County's animal shelter set for August opening
By Steve Herring
Published in News on July 14, 2008 1:56 PM
When Wayne County's new Animal Adoption and Education Center opens in just a few weeks, it will be a larger, brighter, state-of-the-art facility.
But Animal Control Officer Justin Scally doesn't want the public just to be impressed with a building, he hopes it also encourages people to be more responsible pet owners.
Animal Control director Justin Scally looks over some of the new cages that will be used to house unwanted and neglected animals at the new county shelter.
Scally and Wayne County Manager Lee Smith attribute a large part of the project's success to community support -- about a third of the project is being privately funded.
A grand-opening ceremony will be held Saturday, Aug. 16, from 9 to 11 a.m. for the $2.2 million, 11,000-square-foot facility occupying almost four acres at 1600 Clingman St.
The event will include a door prize -- a bicycle.
The Humane Society will conduct an educational program geared toward children about pet care. Also on tap are tours and information for pet owners about spaying and neutering and disaster planning for pets.
Smith called the education programs "huge."
Work started on the project Oct. 7 and the shelter is scheduled to open in a couple of weeks, Scally said.
"We are in the process of getting in supplies and making sure everything is working properly," he said.
"The way the community rallied the way it did for a project like this is unbelievable," Smith said. "They came up with between $600,000 and $700,000 in cash -- that's incredible. I have had other counties call and ask me, 'how did you pull it off.' I think people saw there was a need here. It was something people really cared about. They have been unbelievable. People just showed up on our doorstep to help. I have never seen anything like it."
The Humane Society has raised about $120,000 of its $150,000 pledge. It has been selling pavers for $125 and 18-month calendars that began in July for $20. Both may be purchased online or at the grand opening and at the society's Web site at www.wchsfundraisers.org. The last day to purchase pavers will be during the grand opening.
Smith praised Daniels and Daniels Construction Co. for its commitment to the project. Also, officials at McLamb Monument have worked closely with the county on the pavers for the memorial garden, he said.
The company has been letting the Humane Society have the pavers at cost and is doing the work on them at no cost
Photos and information may be placed on the pavers such as a memorial for a pet. The pavers do not have to be placed in the memorial garden.
The new facility, Scally said, is a "big change" from the old 2,000-square-foot facility on Brick Street.
"It is different and much better," he said.

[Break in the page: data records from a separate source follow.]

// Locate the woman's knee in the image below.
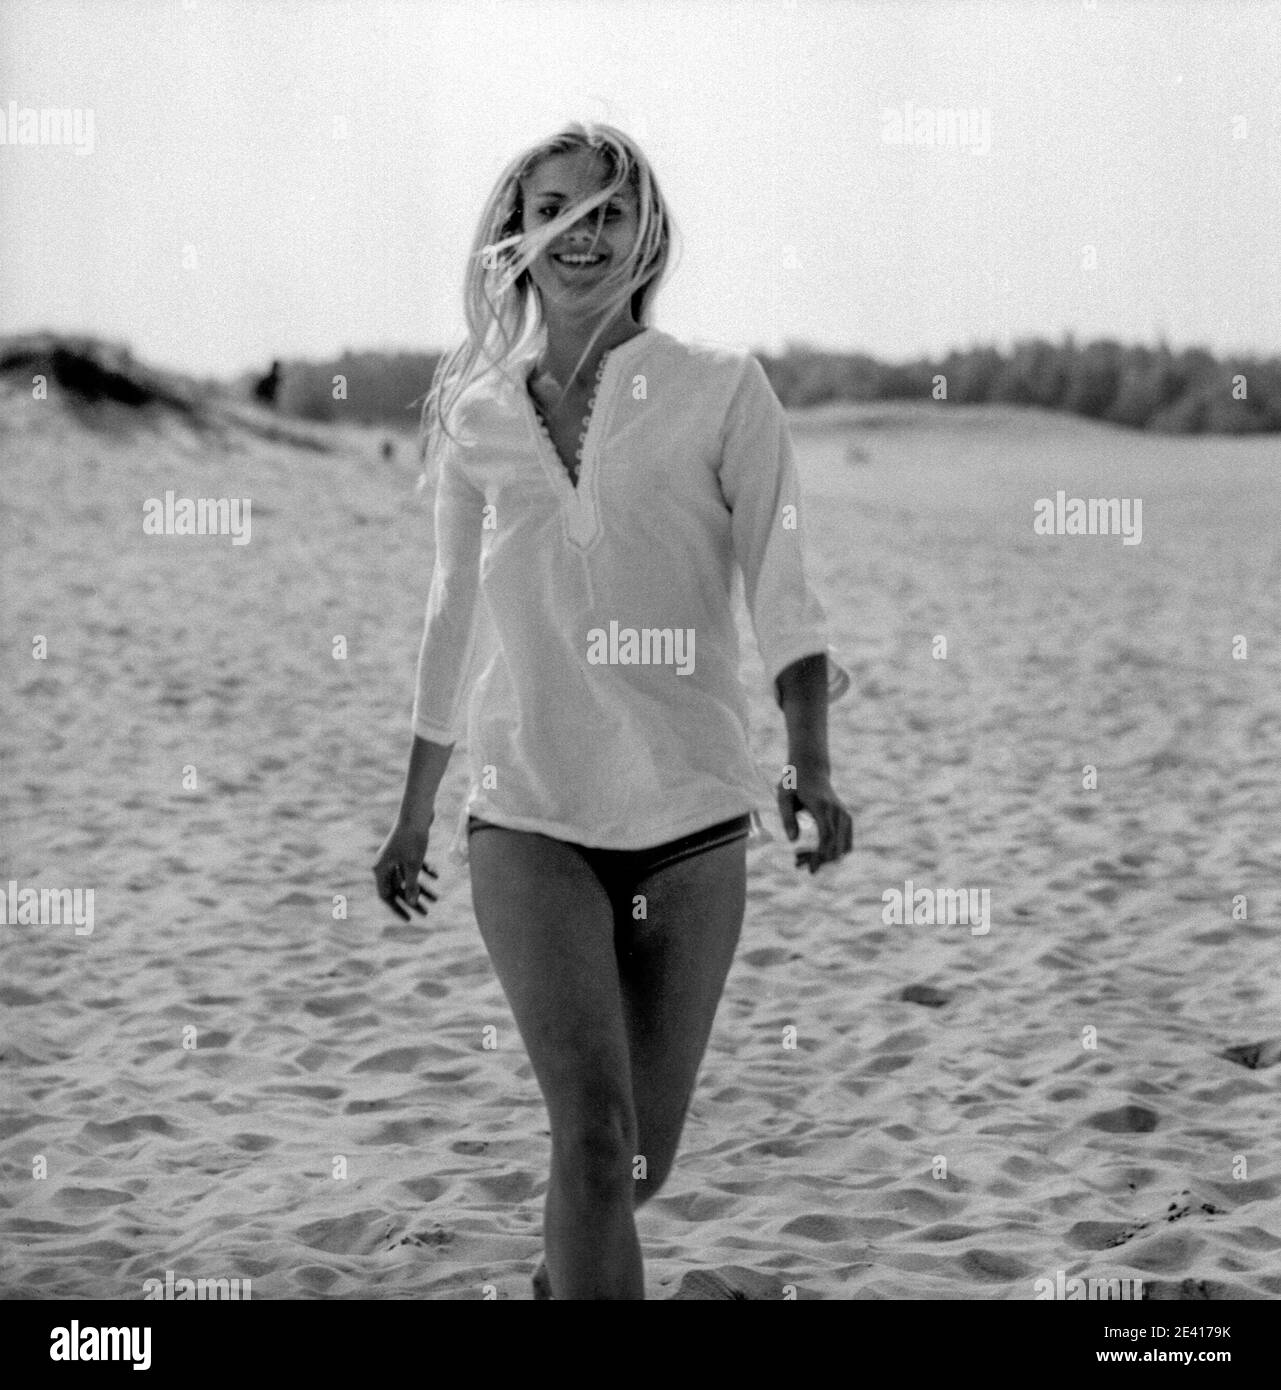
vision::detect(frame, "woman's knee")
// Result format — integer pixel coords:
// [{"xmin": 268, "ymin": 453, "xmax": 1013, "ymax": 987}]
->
[{"xmin": 551, "ymin": 1095, "xmax": 638, "ymax": 1195}]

The additional space will allow the shelter to do some things a bit different than in the past, Scally added.
The south entrance will be an intake area where people may bring in unwanted animals. The north one will be for people coming to adopt an animal.
There are separate rooms for persons to interact with the dog or cat they are considering adopting.

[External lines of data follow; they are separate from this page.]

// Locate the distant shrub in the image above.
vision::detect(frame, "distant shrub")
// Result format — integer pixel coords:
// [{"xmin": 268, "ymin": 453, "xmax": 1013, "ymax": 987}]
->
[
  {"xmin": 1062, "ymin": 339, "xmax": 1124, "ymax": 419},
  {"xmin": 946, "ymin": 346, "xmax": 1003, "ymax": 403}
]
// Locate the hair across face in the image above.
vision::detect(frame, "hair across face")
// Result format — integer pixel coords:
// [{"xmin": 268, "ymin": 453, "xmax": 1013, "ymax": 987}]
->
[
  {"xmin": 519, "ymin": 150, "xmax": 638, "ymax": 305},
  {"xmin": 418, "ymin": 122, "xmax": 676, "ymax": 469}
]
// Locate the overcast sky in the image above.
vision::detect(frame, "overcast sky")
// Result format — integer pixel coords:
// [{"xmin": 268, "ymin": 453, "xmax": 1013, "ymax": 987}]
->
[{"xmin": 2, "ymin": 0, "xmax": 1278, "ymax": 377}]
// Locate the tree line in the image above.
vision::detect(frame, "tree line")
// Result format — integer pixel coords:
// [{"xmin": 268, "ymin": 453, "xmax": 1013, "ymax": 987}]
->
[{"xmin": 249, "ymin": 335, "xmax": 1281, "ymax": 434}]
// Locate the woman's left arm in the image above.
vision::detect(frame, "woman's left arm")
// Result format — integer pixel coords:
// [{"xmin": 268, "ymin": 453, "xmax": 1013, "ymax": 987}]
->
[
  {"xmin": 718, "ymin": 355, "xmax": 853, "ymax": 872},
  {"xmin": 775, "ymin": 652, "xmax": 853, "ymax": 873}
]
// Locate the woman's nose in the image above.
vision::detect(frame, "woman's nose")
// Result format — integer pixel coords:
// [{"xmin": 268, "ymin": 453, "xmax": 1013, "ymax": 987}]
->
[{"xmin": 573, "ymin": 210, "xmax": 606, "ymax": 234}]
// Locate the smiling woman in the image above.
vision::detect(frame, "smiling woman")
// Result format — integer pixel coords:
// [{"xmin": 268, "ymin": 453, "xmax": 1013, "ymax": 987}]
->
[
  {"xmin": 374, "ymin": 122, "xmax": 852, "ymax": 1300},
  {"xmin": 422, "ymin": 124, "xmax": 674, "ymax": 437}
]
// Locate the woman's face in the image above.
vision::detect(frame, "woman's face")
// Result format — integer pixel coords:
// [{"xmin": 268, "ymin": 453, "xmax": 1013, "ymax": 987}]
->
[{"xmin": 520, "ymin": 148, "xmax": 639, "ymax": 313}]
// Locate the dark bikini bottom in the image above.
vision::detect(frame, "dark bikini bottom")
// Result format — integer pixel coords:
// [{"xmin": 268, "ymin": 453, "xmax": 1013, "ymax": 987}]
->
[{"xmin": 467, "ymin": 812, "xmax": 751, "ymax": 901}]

One room is set aside for puppies and small dogs. Another area will house dogs ready to be adopted. Sick dogs will be in an isolation room and vicious dogs will be housed in another. There is a similar arrangement for cats, including one room of "cat condos" that come complete with a perch for the felines. Sound baffles in the kennel areas help control echoes.

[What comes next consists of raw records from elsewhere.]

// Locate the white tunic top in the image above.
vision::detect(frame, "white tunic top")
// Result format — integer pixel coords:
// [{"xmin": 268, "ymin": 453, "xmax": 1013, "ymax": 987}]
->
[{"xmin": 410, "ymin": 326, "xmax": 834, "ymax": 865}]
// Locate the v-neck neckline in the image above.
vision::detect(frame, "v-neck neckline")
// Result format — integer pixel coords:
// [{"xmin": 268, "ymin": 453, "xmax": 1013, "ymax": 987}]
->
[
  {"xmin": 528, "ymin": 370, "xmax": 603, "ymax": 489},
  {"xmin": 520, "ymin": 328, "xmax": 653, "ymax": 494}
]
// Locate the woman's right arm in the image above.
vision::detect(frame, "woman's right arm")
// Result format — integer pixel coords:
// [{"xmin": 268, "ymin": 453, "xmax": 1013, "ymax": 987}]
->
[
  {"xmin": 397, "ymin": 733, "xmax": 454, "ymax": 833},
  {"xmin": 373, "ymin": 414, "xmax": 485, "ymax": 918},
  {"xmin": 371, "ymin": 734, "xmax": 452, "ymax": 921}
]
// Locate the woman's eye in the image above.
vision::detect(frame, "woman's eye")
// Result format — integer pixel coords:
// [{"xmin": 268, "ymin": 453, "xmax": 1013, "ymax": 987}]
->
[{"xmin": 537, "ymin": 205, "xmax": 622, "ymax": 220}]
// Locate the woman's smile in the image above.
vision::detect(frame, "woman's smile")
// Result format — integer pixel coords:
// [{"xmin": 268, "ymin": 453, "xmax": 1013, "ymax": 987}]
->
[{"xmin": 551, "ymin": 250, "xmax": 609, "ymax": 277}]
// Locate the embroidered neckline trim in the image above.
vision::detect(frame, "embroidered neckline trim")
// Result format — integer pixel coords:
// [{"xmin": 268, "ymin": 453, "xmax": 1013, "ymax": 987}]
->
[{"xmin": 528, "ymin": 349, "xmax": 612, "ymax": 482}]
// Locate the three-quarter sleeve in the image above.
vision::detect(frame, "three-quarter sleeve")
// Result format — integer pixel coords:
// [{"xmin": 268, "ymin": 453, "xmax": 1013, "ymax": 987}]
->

Other rooms include one where animals can be cleaned up and one that one day could be used for surgeries.
The entire facility has air conditioning and heating.
A memorial garden, located on the north ends of the building might not be completed in time for the open house. However, renderings of the pavers will be available for viewing, Smith said.
"You really have to see it see the difference," Scally said.
Scally, who moved here from Maryland in 2007, said it is a tough job.
"It is good to see the adoptions, but then we see the animal abuse and cruelty," he said.
Pet adoptions are increasing, he said.
The cost is $50 for females (cat or dog) and $35 for males (cat or dog). There is a $40 refund when the female is spayed and $25 when the male is neutered.
Scally said people need to be aware of pet costs -- veterinarian bills, food and having the animal spayed or neutered.
Scally praised local animal rescuers for helping to place animals in foster homes until permanent homes could be found.
Between 6,000-7,000 animals, mostly cats and dogs, come through the shelter every year.
"We want to stress that we just because we are building a bigger shelter that we want to take in more animals," Scally said. "We want people to take better care of their animals. The bigger shelter is not the solution, we need to hit it at the source."